For these reasons, he also exhibits pervasive biases—you’d be foolish to trust his answers without careful verification. Human developers who use a GPT-style tool, called GitHub CoPilot, to generate software code snippets carefully review and test the software before incorporating it into their handwritten programs. However, each generation of technology makes fewer mistakes and we can expect this trend to continue.
Because of this rapid progress and unprecedented success, it is important to point out that GPT-4 and the full range of similar AI technologies (sometimes called “foundation models” or “generative AI”) have fundamental limitations that will not be overcome in the foreseeable future. Unlike humans, GPT models do not have a body. Models rely on second-hand information in their input, which may be distorted or incomplete. Unlike humans, GPT models can simulate empathy but not feel it. While simulating empathy has its uses (think of a teenager who needs a shoulder to cry on at 2 a.m. in rural Kansas), it’s not the real thing.
While GPT models may seem infinitely creative and surprising in their answers, they cannot design complex artifacts. Perhaps the easiest way to look at this is to ask the question: What elements of GPT-4 were designed from a generative model? The state-of-the-art in artificial intelligence teaches us that GPT-4 was built by scaling and processing human-designed models and methods, including Google’s BERT and AI2’s ELMo. Steven Wolfram provided an accessible overview of the technology here.

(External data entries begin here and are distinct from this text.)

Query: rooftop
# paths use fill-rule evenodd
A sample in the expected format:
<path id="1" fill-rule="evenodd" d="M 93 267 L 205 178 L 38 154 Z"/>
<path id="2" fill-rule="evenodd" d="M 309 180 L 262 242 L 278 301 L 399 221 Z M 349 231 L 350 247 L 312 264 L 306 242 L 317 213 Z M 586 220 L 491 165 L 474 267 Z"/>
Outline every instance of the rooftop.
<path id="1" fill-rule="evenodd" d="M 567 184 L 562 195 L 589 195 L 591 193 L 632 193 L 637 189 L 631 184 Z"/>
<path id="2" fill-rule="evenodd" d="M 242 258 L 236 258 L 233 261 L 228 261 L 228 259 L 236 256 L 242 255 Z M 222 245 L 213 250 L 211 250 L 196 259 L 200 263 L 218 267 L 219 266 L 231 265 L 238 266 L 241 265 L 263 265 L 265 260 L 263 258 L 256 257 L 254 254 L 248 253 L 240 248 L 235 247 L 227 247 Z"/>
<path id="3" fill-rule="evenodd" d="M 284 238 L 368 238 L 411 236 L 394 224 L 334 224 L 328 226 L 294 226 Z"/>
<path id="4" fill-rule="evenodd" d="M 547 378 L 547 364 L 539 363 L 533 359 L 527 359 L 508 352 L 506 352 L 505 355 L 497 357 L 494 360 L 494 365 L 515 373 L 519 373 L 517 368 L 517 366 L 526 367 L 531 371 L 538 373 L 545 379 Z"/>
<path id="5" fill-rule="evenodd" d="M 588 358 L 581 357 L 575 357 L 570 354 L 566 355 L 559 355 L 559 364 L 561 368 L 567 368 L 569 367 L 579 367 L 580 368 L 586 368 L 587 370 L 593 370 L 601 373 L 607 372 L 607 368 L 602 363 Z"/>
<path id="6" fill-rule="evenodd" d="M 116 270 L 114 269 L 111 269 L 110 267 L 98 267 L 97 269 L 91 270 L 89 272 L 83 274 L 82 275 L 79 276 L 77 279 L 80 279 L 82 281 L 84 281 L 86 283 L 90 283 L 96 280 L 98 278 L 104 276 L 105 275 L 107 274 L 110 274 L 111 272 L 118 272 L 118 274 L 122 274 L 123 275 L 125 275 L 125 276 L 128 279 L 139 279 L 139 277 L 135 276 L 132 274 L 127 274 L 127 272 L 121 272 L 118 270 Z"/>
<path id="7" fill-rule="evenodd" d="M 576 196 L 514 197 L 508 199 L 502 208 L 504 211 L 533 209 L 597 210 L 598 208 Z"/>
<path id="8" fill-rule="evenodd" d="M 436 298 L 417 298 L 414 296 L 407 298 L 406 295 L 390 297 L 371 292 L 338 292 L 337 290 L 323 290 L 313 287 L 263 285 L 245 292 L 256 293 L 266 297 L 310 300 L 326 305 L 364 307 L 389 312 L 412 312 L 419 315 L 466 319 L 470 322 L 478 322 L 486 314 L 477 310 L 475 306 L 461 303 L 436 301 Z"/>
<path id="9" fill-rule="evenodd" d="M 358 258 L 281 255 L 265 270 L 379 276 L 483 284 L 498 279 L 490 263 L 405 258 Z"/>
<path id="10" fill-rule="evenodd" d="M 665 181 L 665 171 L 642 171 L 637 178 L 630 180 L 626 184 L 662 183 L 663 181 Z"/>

Regardless of the details, it’s clear that the technology is light years away from being able to design itself. Additionally, to design a chatbot, you need to start by formulating the goal, the underlying training data, the technical approach, specific sub-goals, and more. These are places where experimentation and iteration is required.
You also need to acquire the relevant resources, hire the right people and more. Of course, this was all done by the talented folks at OpenAI. As I argued in MIT Technology Review, successfully formulating and executing such efforts remains a distinctly human ability.

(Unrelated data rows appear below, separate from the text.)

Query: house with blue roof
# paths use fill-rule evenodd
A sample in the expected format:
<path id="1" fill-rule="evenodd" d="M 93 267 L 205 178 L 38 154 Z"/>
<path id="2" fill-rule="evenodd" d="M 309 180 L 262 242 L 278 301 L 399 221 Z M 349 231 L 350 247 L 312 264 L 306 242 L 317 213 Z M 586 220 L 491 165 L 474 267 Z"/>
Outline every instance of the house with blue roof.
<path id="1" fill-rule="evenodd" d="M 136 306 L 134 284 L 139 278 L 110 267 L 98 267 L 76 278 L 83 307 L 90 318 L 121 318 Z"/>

More importantly, GPT models are tools that work at our command. Although they are extremely powerful, they are not autonomous. They respond to our orders.
Consider the analogy with self-driving cars. In the coming years, self-driving cars will become more flexible and increasingly safer, but cars will not determine where we drive – that decision rests with humans. Likewise, it is up to us to decide how to use GPT models — to edit or to misinform.
The great Pablo Picasso said: “Computers are useless. They only give you answers.”
While GPT models are by no means useless, we still formulate the fundamental questions and evaluate the answers. That won’t change anytime soon.